Few studies have considered the contribution of both living and dead microorganisms to C sequestration via rhizodeposits during plant growth. Thus, the contribution of rhizodeposits to the SOC pool via microbial necromass has rarely been estimated (Peixoto et al., 2020). Tracing and quantifying the photosynthetic-C flow through the plant‒soil-microbe continuum, including both microbial proliferation and mortality, will improve our understanding of the mechanisms underlying rhizodeposit-C sequestration in soil. The development of biomarkers able to distinguish C sources and separate living microorganisms from microbial necromasses remains a significant challenge (Liang et al., 2019). One possibility is phospholipid fatty acid analysis in combination with stable isotope probing, which can be used to trace plant-derived C flows in living microbial communities (Treonis et al., 2004). The accumulation of amino sugars in soil is a good indicator of the contribution of dead microorganisms, considering that plants do not produce amino sugars (Glaser et al., 2004). Although more than 20 amino sugars have been identified in microorganisms, glucosamine (GlcN), galactosamine (GalN), and muramic acid (MurN) are the most commonly used biomarkers. Glucosamine in soil is mainly derived from the chitins of fungal cell walls, whereas MurN exclusively originates from bacterial cell walls, providing indications of the fungal (GlcN) and bacterial quantities (MurN), respectively (Joergensen, 2018; Liang et al., 2020).

Considering the large C sequestration potential of paddy soils, it is crucial to understand the contribution and path of rhizodeposits to stable C pools (Zhu et al., 2017b; Atere et al., 2020; Wei et al., 2021).
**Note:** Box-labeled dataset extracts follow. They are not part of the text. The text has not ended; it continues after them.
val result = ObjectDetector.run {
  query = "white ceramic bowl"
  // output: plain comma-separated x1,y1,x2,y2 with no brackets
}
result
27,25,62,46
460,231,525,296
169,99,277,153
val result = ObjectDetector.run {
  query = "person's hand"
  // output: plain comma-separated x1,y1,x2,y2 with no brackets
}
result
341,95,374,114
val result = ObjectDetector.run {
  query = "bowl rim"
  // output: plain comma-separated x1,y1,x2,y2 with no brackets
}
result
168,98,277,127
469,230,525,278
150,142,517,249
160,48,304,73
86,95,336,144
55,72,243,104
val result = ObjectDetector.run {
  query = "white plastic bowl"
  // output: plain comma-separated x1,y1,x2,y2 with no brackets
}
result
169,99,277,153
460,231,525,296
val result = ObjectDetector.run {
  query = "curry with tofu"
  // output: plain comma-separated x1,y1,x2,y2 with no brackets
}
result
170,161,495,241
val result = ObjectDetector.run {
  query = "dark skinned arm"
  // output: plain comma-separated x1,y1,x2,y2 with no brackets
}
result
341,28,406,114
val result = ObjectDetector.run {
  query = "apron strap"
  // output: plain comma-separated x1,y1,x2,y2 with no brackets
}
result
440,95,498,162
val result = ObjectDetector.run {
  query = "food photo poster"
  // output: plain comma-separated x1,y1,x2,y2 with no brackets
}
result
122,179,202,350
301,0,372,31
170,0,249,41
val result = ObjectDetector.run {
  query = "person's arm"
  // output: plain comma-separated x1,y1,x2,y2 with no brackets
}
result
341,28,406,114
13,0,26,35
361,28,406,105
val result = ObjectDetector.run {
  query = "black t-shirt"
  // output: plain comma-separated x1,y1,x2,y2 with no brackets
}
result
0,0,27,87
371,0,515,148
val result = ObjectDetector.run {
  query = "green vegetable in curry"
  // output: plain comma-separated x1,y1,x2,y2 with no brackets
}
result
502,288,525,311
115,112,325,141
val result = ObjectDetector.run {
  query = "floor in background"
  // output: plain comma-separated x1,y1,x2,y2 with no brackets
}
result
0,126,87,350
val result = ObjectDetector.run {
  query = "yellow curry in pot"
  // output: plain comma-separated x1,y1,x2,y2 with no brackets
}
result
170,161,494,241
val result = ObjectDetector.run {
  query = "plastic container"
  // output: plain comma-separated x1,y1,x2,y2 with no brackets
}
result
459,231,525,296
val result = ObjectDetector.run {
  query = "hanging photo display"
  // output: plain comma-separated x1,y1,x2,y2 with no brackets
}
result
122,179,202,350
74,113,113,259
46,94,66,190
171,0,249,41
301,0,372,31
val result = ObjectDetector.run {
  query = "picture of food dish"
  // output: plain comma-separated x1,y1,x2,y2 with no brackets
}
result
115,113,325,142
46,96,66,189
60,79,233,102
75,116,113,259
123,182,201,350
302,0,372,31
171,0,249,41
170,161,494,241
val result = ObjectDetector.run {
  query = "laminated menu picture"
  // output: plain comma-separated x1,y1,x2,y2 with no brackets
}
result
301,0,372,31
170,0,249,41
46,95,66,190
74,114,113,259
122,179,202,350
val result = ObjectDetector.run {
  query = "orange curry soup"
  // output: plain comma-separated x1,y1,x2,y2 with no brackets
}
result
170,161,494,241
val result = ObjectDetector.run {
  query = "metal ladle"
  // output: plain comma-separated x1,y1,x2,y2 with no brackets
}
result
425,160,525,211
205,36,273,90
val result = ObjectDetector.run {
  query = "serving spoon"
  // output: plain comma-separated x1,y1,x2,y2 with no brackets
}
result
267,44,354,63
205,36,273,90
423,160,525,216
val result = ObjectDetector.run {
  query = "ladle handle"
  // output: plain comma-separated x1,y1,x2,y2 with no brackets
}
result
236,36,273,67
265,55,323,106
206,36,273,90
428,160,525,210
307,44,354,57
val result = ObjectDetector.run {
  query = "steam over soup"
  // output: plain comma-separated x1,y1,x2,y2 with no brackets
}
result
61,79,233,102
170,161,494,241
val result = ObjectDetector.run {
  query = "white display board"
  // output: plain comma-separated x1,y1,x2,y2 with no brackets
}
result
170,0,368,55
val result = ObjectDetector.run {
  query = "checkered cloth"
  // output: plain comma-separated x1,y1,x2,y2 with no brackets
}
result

In this study, we traced photosynthate flow within rice plants and belowground, with a special focus on pools of microbial necromass in paddy soils. Rice (Oryza sativa L.) received 0 or 100 mg N kg⁻¹ soil and was grown continuously in ¹³CO₂ atmosphere for 38 days under ambient (400 μL L⁻¹) or elevated CO₂ concentrations (800 μL L⁻¹). Stable isotope probing was combined with PLFA biomarkers and amino sugars, including GlcN and MurN, to determine the contribution of living and dead microbial biomass to SOC accumulation in pools of mineral-associated organic matter (MAOM) and particulate organic matter (POM) (Koyama et al., 2018). We hypothesized that: (i) compared to bacteria, a more stable fungal necromass would contribute more to SOC because of its recalcitrance, especially in the late booting stage, because of the slower adaption and growth of fungal hyphae during plant development; (ii) both elevated CO₂ and N fertilization would increase the total plant biomass and belowground C allocation, with the subsequent incorporation of rhizodeposits into SOC fractions, particularly the mineral-associated C pool.